As part of the Biden-Harris Administration’s efforts to build an equitable and inclusive clean energy future, LPO borrowers are also expected to develop and ultimately implement a comprehensive Community Benefit Plan (CBP) that ensures for meaningful community and labor engagement, and improves well-being. of residents and employees, and includes strict labor standards during construction, operation and during the life of the loan guarantee. The Marahu project is being finalized by CBP and will be released to the public soon.
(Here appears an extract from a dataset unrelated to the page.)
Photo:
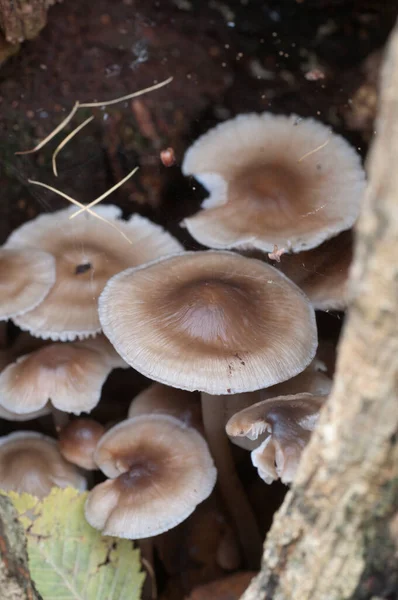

The Project Marahu team consists of two community relations managers drawn from the Guayama community and a group of local community engagement advisors. Local union leaders will be engaged for construction and operations planning at both the Jobos and Salinas sites. AES, through existing facilities in Puerto Rico, has forged partnerships with community development nonprofits and educational institutions serving minorities. AES has also worked with several organizations to lead capacity building and entrepreneurship programs for Guayama and Salinas community members and has formalized programs that provide targeted training and career development opportunities for women.
This project is funded through theEnergy Infrastructure Reinvestment Program (EIR). under Title 17 Clean Energy Financing, Section 1706. EIR, established by President Biden’s Inflation Reduction Act, can finance projects that redesign, repurpose, repurpose, or replace energy infrastructure that is no longer active, or that involve the operation of energy infrastructure to avoid, reduce, use or sequester air pollutants or greenhouse gas emissions. In support of President Biden’s efforts to support economic revitalization in energy communities, Project Marahu will help replace coal energy infrastructure with clean energy facilities – creating new jobs while reducing harmful emissions. The Puerto Rico Energy Public Policy Act (Act 17) requires Puerto Rico’s utility to cease all coal-fired power generation by 2028 and transition to a 100% renewable energy mix by 2050.
This announcement is one of many actions DOE has taken to help modernize Puerto Rico’s electric grid and strengthen energy resilience. In December 2022, President Biden authorized $1 billion to establish the Puerto Rico Energy Resilience Fund (PR-ERF)which is managed by DOE’s Grid Deployment Office. The PR-ERF is a separate federal funding source to spur important investments in renewable and resilient energy infrastructure in Puerto Rico.